Bad Reichenhall and Berchtesgarden

The new week meant a new country and we left Austria by climbing up and around the Salzkammergut Valley to return to Germany, this time to its south.

Bad Reichenhall is a smart spa town ringed by mountains and rich on its legacy of salt mining. It’s also the gateway to the beautiful Berchtesgaden National Park and is a lively place, full of local life as well as visitors to the many clinics and spa hotels.

Bad Reichenhall old town
Bad Reichenhall old town

The public gardens are beautifully and expensively planted with collections of exotic palms, ferns, birds of paradise flowers and irises. Benches, wooden deck chairs and sweetheart seats invite you to long moments of rest and people-watching.

The striking Gradierwerk, the second we have seen in Germany, was busy with people promenading along its wooden terraces and inhaling the pure air. Built in 1909 as part of the town’s spa offer and making use of its local salt, it is a recognised form of health benefit.  Salt water is trickled down tall walls of Gradierwände, long layers of blackthorn twig, resulting in a salty and misty air which is breathed in deeply by the visitor.

On a hot day, it’s also a very soothing and cooling place to sit and relax – unless you are an English traveller minding your business and walking your bike past the fountains. A stern park warden grumpily accosted us and remonstrated about having our bikes in the ‘nur für menschen’ or ‘people only’ park!

The town continues to produce salt for gastronomic delights. We visited the old salt mine which is now a museum and looks from the outside, with its arched doorways and steeple-topped roof, like a temple to the ‘white gold’ and not at all as we imagined. The shelves of its tiny shop are lined with salts mixed with herbs and spices for imaginative culinary use. We couldn’t resist a small pot of kartoffel and pommes salz for the occasional chip!

Cycling in the warm evening sunshine past the crowds returning from the last sailing of the cable car up to the Predigstuhl, we meandered along the banks of turquoise and white river Salach.

Sunset over Predigstuhl
Sunset over Predigstuhl

At Berchtesgaden the next morning via a complicated mix of rail replacement buses – work is always carried out in the summer months to ready the rail system for the snow-packed winter days – we took one of the Jennerbahn’s small gondolas to its middle station for a walk down to the emerald waters of the Königssee.

Hiking endlessly up the long and winding Königsbachweg, a service road for farmers and winter sports companies, we passed herds of grazing cattle and young calves, dozy in the hot sunshine.

The air was pure and at 1200m the light was dazzlingly clear.
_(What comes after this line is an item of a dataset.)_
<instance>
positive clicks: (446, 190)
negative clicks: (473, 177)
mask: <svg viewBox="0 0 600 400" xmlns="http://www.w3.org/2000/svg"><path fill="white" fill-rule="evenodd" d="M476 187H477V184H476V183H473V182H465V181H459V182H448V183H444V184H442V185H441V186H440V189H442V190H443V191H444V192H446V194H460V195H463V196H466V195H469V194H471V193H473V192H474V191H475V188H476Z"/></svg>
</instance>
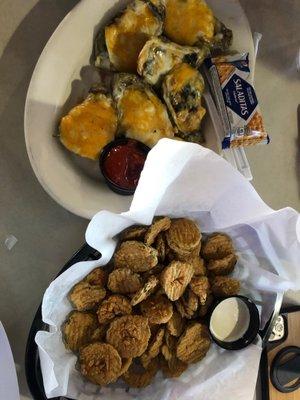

Berchtesgaden is framed by six mountain ranges and against the high blue skies their towering rock faces stood out in sharp relief.

Long and winding path
Long and winding path

Wondering when we might actually begin a descent it was a treat to spot a mountain bar busy with other hikers tucking into its simple fayre of beer and cake. With the budget in mind we’d prepared a picnic but it seemed churlish not to join a bench and enjoy a cold glass of Bavarian beer.

The hut proved the turning point as from outside its rickety wooden gate the trail turned down the steep slopes of the Hochbahnweg.

Being a rough gravelled road the surface was easy to walk on but in places so steep it was impossible not to jog. For 600m we were challenged to stay upright and upper leg muscles were put strenuously to the test (and sorely the next day as we found out!)

Alpine living
Alpine living

It was an exhilarating descent through the thickly forested slopes with tantalising glimpses of the lake below. Königssee seems more like a fjord, as it carves its emerald way through the mountains.

At 602m above sea level, it’s Germany’s cleanest lake and quite probably its most serene. Battery powered ferry boats move cleanly and soundlessly between stops along its banks and private moorings are banned.

Malerwinkel - Painter's Corner
Malerwinkel – Painter’s Corner

Folklore surrounds the lake, said to have been created by Angels, and dominated on one side by the Watzmann mountains, whose peaks commemorate the family of a cruel king petrified in stone as punishment for his crimes. Nearby the sleeping witch, Shlafende Hexe lies permanently looking skyward.

Less enchantingly, and rather more gruesomely, the craggy Kehlstein is topped by the former ‘Eagle’s Nest’, built by Borman as a fiftieth birthday gift to Hitler. Nowadays a restaurant, you can visit it only on a guided tour, the highlight of which is the spectacular view across the Bavarian Alps. Hitler apparently ventured onto the balcony only once as he had chronic vertigo.

Kehlsteinhaus
Kehlsteinhaus

Nearby Obersalzberg was blighted by Hitler’s attentions in the 1930s when he turned it into a headquarters for his quango of Nazi followers. We had visited the fascinating Dokumentation  Zentrum previously and learned much about how a small traditional farming community was overturned, and turned out of their homes to make way for Bormann’s construction workers.

Back in Bad Reichenhall, having cheated the rail replacement bus by using a local one, there was just enough energy in the legs to collect the bikes and cycle back to another warm evening outside of Bertha.